After the River

Frozen Toes

It seemed strange going north when the weather kept getting colder. Autumn was in full swing now and as trees slowly became more numerous eastward towards Chicago, the leaves began to fall in brilliant golds and reds. Nights possessed a biting chill that Jack had not felt since the Dalton gang had tried to hang low in Canada a couple years back. No one slept outside anymore though the sunny days were still warm and fresh.

Jack caught up with the O’Riley’s about halfway to Chicago. He might have caught up sooner, but he had chosen to travel alone for a while. His mind needed quiet; he needed time to think. It was a new experience to think so hard by himself. Both he and William had ever been in the shadow of Joe’s decisions, and on the rare occasion that Joe could not make them William took up all the slack without leaving room for Jack. Yet none of the Daltons most of the time not even Joe had ever needed to think too deeply from one event to the next in their entire wild yet easy slide of a life.

Now things had become difficult. Jack had not known the meaning of difficult until this time. It made him wonder why he still kept to his decision in reforming. He could not help but wonder what had made him fall in love with Caitlin and certainly why Caitlin had fallen in love with him.

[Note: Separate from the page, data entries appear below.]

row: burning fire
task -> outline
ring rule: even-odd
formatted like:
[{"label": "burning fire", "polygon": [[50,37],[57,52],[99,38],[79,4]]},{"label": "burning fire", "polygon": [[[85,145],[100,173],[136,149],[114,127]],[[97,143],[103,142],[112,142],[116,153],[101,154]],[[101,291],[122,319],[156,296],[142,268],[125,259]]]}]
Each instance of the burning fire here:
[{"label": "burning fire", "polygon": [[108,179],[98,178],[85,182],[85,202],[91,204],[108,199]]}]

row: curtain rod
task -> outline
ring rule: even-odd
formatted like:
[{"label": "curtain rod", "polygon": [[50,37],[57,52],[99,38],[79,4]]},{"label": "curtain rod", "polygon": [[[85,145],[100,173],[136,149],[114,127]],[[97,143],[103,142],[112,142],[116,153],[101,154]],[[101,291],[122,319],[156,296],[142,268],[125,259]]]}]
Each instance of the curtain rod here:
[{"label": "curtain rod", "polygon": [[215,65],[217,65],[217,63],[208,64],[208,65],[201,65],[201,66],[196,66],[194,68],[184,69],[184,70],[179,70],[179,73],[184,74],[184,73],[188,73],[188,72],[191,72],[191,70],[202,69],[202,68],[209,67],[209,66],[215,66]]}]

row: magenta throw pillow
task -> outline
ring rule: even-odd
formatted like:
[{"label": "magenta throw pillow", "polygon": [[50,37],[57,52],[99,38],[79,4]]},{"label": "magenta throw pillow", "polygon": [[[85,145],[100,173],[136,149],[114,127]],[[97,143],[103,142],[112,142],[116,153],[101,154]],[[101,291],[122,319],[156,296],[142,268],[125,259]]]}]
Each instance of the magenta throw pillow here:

He learned before Joe’s reappearance while Jack and Caitlin lived happily on the outskirts of Sedona that Mr. and Mrs. O’Riley had begun to wonder if she would ever marry. For it was that Jack learned just before his marriage that Caitlin had been nearly wed to a man once before and only shadows of interest had followed that one man. He had been among the travelers west when they left New York. Another Irishman. A good man too. Yet during a terrible storm in Missouri the oxen had gotten struck in a mire. Caitlin’s betrothed and a few other men tried to help them out. He had stepped out too deep and fell under, sucked straight down and out of sight.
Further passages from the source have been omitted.